5G向けに割り当てられたものの、利活用が全く進まないミリ波。その状況を打開するためか総務省の有識者会議「競争ルールの検証に関するWG(ワーキンググループ)」で、ミリ波対応端末への端末購入補助に関する議論が進められているようですが、前向きな姿勢を見せる政府に対し、端末購入補助をする側の携帯電話会社は消極的な様子です。一体なぜでしょうか。→過去の「次世代移動通信システム『5G』とは」の回はこちらを参照。
円安と端末値引き規制がミリ波の議論に影響か
主として30GHz以上とされる「ミリ波」は、国内でも5G向けとして28GHz帯が携帯4社に割り当てられているのですが、周波数が非常に高いので障害物にとても弱いので面でのエリアカバーに向かないなど携帯電話向けとしては非常に扱いにくく、ほとんど活用が進んでいません。
それは海外でも同様のようで、韓国では一度携帯3社に割り当てられたミリ波の免許が、3社ともに整備計画を達成できなかったことからすべて取り消され、新たに別の会社へと割り当てられるに至っています。
最初の5G向け周波数帯としてミリ波だけが割り与えられていた米国でも、その後は6GHz以下の「サブ6」など、低い周波数帯が割り当てられるとともに、注力度合いがそちらへシフトしているようで、世界的にも携帯各社が扱いにくいミリ波を避ける傾向が強まっている様子がうかがえます。
しかし、そのことを強く問題視しているのが、電波を割り当てる側の政府です。日本政府も折角割り当てられたミリ波をいかに活用するか、総務省で議論が進められているのですが、最近そのミリ波を巡って動きを見せているのが、前述の競争ルールの検証に関するWGです。
このWGは元々、携帯電話市場の公正競争と競争促進に実現に向けた評価・検証をするために設けられたもの。
携帯電話料金と端末代金の完全分離を義務化し、契約の“縛り”を実質的に禁止した2019年の電気通信事業法改正や、最近であればいわゆる「1円スマホ」の販売手法を規制するなど、議論の成果が携帯電話市場の競争政策に大きな影響を与えています。
そこでミリ波に関する議論が浮上したのは、スマートフォン向けのチップセットを提供する米クアルコムや、国内のスマートフォンメーカーが参加している情報通信ネットワーク産業協会(CIAJ)から、ミリ波対応端末の普及に向け値引き上限規制を緩和して欲しいという声が挙がったからでしょう。
現在のスマートフォン市場は、同WGを機として厳格化が進んだスマートフォンの値引き規制に加え、昨今の円安によってスマートフォンの価格が大幅に値上がりし、販売が低迷。

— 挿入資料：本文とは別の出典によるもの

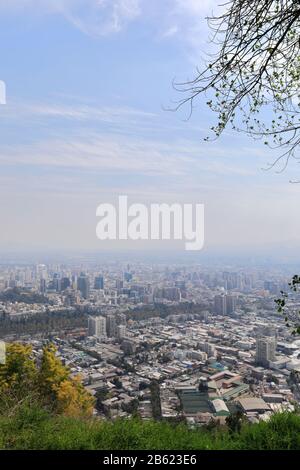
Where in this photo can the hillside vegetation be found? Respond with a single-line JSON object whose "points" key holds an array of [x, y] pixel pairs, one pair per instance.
{"points": [[43, 407], [34, 428]]}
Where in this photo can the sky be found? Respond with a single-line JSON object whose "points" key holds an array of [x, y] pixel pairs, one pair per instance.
{"points": [[89, 93]]}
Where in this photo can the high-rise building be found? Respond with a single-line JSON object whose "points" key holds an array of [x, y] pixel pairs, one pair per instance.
{"points": [[111, 326], [65, 283], [224, 304], [97, 326], [220, 304], [265, 350], [83, 285], [119, 284], [99, 282], [230, 304], [121, 331], [121, 317]]}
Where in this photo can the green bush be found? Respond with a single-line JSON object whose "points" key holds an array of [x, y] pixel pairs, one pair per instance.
{"points": [[32, 427]]}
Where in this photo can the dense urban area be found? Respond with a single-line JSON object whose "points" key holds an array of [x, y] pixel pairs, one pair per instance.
{"points": [[181, 343]]}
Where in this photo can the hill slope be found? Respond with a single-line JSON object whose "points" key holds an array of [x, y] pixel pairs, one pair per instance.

それによって国内スマートフォンメーカーが相次いで撤退するなど、スマートフォンやその部材を提供する企業は大きなダメージを受けていることから、ミリ波の活用を進めたい政府の方針に合わせてミリ波端末の普及に向けた値引き規制の緩和を求めることで、落ち込んでいるスマートフォンの販売促進につなげたい狙いがあるといえるでしょう。
ミリ波の整備に消極的な携帯4社は慎重な姿勢
そして、2024年3月27日には同WGの第54回会合において、ミリ波対応端末購入補助に関するヒアリングが実施されました。
筆者は日程の都合上、その内容を傍聴することはできなかったのですが、公開されている資料を見ますと、ミリ波に対する政府と携帯電話会社との温度差が非常に激しい様子を見て取ることができます。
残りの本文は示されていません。